He said businesses could innovate in digital finance, while consumers could gain access to new financial products, although regulation would be key to ensuring safety and trust.
“The Small-Scale Enterprise Loan Guarantee Scheme (SSELGS) supported over 2 000 loans, including E33.6 million in new guarantees in 2025/26. This provides small businesses with easier access to credit, fostering job creation and service expansion. Consumers benefit indirectly through employment opportunities and improved services.
“The bank also introduced automated FX approvals and a trade verification system to combat illicit flows, while improving Financial Action Task Force (FATF) compliance. Businesses face stricter oversight on cross-border transactions, ensuring transparency.

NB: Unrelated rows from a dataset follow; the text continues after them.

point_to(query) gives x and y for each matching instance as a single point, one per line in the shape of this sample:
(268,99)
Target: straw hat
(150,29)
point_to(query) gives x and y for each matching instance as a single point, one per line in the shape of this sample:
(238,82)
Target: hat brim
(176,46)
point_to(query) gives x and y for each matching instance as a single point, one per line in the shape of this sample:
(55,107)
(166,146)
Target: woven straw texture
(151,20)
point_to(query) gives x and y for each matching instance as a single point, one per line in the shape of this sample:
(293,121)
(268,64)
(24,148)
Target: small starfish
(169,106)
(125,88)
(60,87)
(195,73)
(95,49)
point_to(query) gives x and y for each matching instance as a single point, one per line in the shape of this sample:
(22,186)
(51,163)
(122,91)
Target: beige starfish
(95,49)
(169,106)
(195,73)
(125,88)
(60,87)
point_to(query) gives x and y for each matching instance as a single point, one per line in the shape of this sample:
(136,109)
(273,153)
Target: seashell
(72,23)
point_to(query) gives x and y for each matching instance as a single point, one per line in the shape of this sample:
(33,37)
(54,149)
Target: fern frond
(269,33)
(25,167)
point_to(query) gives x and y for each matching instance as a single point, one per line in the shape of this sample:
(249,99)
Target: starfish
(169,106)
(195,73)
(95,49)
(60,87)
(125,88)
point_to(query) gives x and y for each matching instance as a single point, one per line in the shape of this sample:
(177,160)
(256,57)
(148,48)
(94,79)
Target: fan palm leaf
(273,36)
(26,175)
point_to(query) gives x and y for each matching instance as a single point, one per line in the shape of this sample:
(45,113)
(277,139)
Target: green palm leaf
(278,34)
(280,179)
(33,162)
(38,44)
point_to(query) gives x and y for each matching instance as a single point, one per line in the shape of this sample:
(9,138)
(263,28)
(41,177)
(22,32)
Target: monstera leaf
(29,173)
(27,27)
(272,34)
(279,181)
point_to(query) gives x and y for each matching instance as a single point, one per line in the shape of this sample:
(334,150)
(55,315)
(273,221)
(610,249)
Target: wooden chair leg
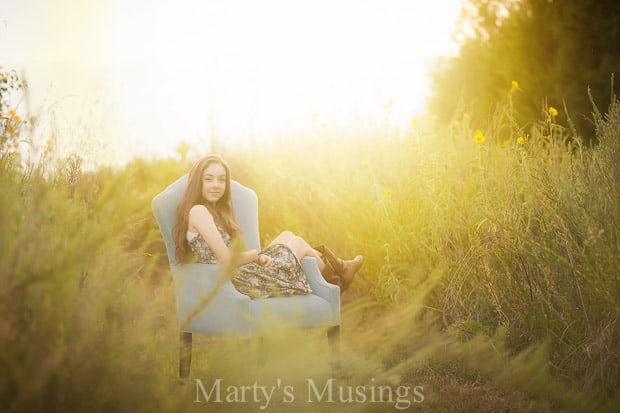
(185,354)
(333,340)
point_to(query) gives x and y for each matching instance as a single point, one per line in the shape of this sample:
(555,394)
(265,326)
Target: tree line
(560,53)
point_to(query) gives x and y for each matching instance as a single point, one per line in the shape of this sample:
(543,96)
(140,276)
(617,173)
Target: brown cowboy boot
(345,269)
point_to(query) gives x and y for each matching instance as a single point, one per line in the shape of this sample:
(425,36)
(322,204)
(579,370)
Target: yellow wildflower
(553,111)
(479,137)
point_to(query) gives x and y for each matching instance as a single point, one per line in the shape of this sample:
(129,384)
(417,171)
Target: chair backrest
(245,206)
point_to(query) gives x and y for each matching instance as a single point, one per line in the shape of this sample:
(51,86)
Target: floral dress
(283,277)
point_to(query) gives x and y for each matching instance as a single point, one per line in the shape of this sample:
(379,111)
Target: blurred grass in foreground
(491,273)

Consumers gain confidence in the integrity of the financial system,” Sibiya further stated.
He also noted that currency in circulation rose by five per cent, with new banknotes issued featuring enhanced security, and no counterfeit notes detected.
He said businesses and consumers alike benefit from secure, reliable currency and reduced fraud risks.
He said the financial system remains sound, supported by strong capitalisation and liquidity buffers, though household debt remains high and external dependence poses risks.
“Businesses can rely on a stable financial system, but households should be cautious with borrowing as interest rates may rise.
Consumers face vulnerability to income shocks, highlighting the need for prudent financial management,” Sibiya emphasised.